Goldman Sachs is not afraid to drop a basketball analogy in reference to its talent. When two top executives in its digital banking arm, Marcus, left to join Walmart’s fintech startup, Goldman brushed off the departures by nodding to the bank’s "deep and growing bench."
In basketball terms, when a number of star players leave, fans can expect a "rebuilding year." Marcus may have laid the groundwork for such a period this week, when it rehired a former chief risk officer and promoted several other executives to new roles.

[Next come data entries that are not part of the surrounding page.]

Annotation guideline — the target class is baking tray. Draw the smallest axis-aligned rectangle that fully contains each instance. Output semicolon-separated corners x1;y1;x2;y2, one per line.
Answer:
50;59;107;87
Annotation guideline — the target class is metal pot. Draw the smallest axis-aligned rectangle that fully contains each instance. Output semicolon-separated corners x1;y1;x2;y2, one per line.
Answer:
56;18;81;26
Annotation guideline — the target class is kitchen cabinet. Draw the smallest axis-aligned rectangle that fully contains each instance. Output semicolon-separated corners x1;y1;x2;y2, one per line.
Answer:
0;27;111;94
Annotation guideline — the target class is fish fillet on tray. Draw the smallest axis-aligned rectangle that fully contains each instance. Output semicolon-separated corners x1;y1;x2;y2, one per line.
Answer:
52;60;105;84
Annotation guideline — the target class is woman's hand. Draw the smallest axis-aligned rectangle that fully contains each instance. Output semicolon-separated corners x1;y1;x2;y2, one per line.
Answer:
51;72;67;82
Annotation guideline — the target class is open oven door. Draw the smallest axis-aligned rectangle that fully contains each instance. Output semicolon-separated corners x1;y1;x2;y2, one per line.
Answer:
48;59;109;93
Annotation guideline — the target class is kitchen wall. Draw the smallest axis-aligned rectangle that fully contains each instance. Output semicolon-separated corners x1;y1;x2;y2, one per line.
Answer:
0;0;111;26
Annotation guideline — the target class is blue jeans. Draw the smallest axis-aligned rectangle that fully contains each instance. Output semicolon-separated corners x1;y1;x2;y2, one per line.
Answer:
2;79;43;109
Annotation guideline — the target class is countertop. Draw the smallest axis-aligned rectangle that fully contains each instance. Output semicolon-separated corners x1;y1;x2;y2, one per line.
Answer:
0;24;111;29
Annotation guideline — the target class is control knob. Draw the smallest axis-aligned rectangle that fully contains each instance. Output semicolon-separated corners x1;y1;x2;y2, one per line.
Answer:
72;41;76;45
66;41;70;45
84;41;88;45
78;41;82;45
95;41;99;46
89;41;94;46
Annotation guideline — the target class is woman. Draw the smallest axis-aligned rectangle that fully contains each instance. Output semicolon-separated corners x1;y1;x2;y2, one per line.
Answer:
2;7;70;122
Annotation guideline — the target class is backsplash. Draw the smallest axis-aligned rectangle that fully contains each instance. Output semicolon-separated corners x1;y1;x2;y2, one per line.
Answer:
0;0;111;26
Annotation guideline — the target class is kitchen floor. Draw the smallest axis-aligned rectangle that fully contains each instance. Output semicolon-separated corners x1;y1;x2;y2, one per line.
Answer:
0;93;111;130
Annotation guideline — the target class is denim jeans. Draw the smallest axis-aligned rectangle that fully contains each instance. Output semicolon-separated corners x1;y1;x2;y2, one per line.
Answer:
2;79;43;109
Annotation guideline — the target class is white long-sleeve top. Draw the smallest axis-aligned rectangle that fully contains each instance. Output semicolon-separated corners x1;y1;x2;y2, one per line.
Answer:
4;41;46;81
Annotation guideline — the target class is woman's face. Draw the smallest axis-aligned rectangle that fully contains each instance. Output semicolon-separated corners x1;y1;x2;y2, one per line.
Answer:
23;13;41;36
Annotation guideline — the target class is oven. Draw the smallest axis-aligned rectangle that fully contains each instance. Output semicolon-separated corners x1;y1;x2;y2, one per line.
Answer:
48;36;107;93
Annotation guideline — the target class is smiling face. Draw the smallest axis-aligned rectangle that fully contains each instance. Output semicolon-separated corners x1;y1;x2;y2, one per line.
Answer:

Brian King, Marcus’s former chief risk officer, is rejoining the bank in a role that adds "head of business operations" to his title, Reuters reported Thursday, citing an internal Goldman memo. King left Marcus in October to join Wells Fargo as chief risk officer for consumer and small-business banking. King had led risk oversight at Marcus from 2018 to 2020.

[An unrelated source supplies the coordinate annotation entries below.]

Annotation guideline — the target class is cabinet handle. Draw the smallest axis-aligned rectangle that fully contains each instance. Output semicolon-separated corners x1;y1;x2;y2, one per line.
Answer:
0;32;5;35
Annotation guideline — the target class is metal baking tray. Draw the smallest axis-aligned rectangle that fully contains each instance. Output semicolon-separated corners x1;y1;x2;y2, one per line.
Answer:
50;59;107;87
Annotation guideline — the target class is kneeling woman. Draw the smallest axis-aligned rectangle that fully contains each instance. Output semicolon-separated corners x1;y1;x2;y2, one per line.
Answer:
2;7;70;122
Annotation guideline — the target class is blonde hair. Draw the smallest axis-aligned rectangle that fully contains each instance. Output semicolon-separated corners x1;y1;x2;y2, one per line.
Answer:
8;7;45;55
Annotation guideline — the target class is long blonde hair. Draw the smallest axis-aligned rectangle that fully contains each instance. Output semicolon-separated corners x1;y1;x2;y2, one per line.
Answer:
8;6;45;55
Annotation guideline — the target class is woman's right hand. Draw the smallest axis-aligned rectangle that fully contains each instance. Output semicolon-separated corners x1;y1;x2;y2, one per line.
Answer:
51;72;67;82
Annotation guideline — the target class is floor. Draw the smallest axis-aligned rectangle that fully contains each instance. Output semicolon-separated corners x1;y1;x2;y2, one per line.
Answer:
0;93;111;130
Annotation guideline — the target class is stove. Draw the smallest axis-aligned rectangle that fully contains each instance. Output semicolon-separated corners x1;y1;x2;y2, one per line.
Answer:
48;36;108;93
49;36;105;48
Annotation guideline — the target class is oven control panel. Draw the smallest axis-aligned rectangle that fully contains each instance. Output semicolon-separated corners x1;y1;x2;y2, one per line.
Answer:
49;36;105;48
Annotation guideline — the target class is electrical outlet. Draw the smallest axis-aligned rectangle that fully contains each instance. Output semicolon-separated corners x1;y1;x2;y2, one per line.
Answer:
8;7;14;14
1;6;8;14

It wouldn’t be the first time Marcus had to lean on executives to perform — at least somewhat — in their former capacity. Harit Talwar, Marcus’s chief executive, reportedly stepped aside in September to hand day-to-day operations to Omer Ismail before Ismail’s official ascent to Marcus’s top role Jan. 1. But Ismail left for Walmart less than two months later, along with David Stark, Marcus’s head of large partnerships — leaving Talwar again leading Marcus. (King, in his new role, will report to Talwar.)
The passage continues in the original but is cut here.